Repenser l’impact des colons européens
Les auteurs de ce travail de recherche ont appliqué une méthode scientifique appelée statistique bayésienne, laquelle vise à reconstruire une chronologie d’événements. En archéologie, ce modèle d’analyse permet d’inclure à la fois les datations radiocarbone et les connaissances historiques, afin de donner du sens à une chronologie. C’est exactement ce qu’ont fait ces archéologues pour l’île de Pâques : ils ont impliqué les datations radiocarbones de 11 sites excavés, les différents types d’architectures découvertes sur l’île, ainsi que les connaissances ethnohistoriques.
À partir de cette reconstruction chronologique plus précise, les auteurs en concluent que la civilisation a perduré bien après 1600. Elle a même réussi à maintenir sa culture quelques temps après la colonisation européenne de 1722 — et en dépit de celle-ci. Les archéologues écrivent que les résultats « démontrent un manque de preuves d’un ‘effondrement’ pré-contact et offrent au contraire un soutien fort à un nouveau modèle émergent de communautés résilientes qui ont continué leurs traditions à long terme malgré les impacts de l’arrivée des Européens ».
Contrairement à l’image d’une société qui n’aurait pas su affronter une spirale de catastrophes, la civilisation des Rapa Nui apparaît inversement dans cette étude comme tout particulièrement résiliente : elle a longtemps perduré, malgré les menaces internes et externes ayant pesé sur cette société. Dans le magazine spécialisé Sapiens, le co-auteur de l’étude Robert DiNapoli regrette que « ce degré de résilience a été négligé en raison du récit d’effondrement, et il mérite une reconnaissance ». Le rôle de la colonisation européenne dans l’extinction des Rapa Nui serait également à revoir : la chronologie pourrait être plutôt similaire à ce qu’il s’est passé pour d’autres peuples indigènes.

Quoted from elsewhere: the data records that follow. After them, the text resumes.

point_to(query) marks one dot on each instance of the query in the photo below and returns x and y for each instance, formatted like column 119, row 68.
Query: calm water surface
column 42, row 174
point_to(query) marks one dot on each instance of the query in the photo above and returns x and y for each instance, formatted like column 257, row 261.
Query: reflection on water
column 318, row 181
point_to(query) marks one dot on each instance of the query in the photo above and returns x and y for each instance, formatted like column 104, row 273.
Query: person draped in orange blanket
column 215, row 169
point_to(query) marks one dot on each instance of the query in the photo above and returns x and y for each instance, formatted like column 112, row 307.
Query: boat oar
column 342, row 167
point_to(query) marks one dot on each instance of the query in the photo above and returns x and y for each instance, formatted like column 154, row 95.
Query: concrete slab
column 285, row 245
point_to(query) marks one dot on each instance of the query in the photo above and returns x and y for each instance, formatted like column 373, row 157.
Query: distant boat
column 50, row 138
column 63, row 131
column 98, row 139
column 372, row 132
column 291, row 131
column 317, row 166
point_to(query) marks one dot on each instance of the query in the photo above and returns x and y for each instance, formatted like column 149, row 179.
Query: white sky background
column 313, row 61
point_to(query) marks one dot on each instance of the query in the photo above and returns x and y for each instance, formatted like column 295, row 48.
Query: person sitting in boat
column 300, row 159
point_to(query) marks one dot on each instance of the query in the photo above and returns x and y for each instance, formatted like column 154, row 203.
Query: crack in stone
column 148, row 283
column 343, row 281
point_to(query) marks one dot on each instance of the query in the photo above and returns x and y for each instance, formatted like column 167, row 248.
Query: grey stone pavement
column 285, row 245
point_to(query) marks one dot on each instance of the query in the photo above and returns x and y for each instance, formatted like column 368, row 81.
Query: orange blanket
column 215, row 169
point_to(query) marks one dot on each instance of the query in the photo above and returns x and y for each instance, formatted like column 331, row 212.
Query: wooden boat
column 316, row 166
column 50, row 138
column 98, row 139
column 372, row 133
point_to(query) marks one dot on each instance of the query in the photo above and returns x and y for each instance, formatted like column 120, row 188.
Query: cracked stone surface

Sans trancher le débat en confirmant ou infirmant définitivement un récit plutôt qu’un autre, cette étude vient surtout rappeler que la chronologie des événements de l’île de Pâques est encore irrésolue. En tout cas, la thèse de l’effondrement total et interne en 1600 tient de moins en moins, et la réalité est probablement plus complexe que cela. « Leur travail s’ajoute à la masse croissante de preuves accumulées au cours des dix dernières années, selon lesquelles les récits précédents d’effondrement sur l’île de Pâques ne sont pas corrects et doivent être repensés », confirme un archéologue indépendant de cette étude à Sapiens.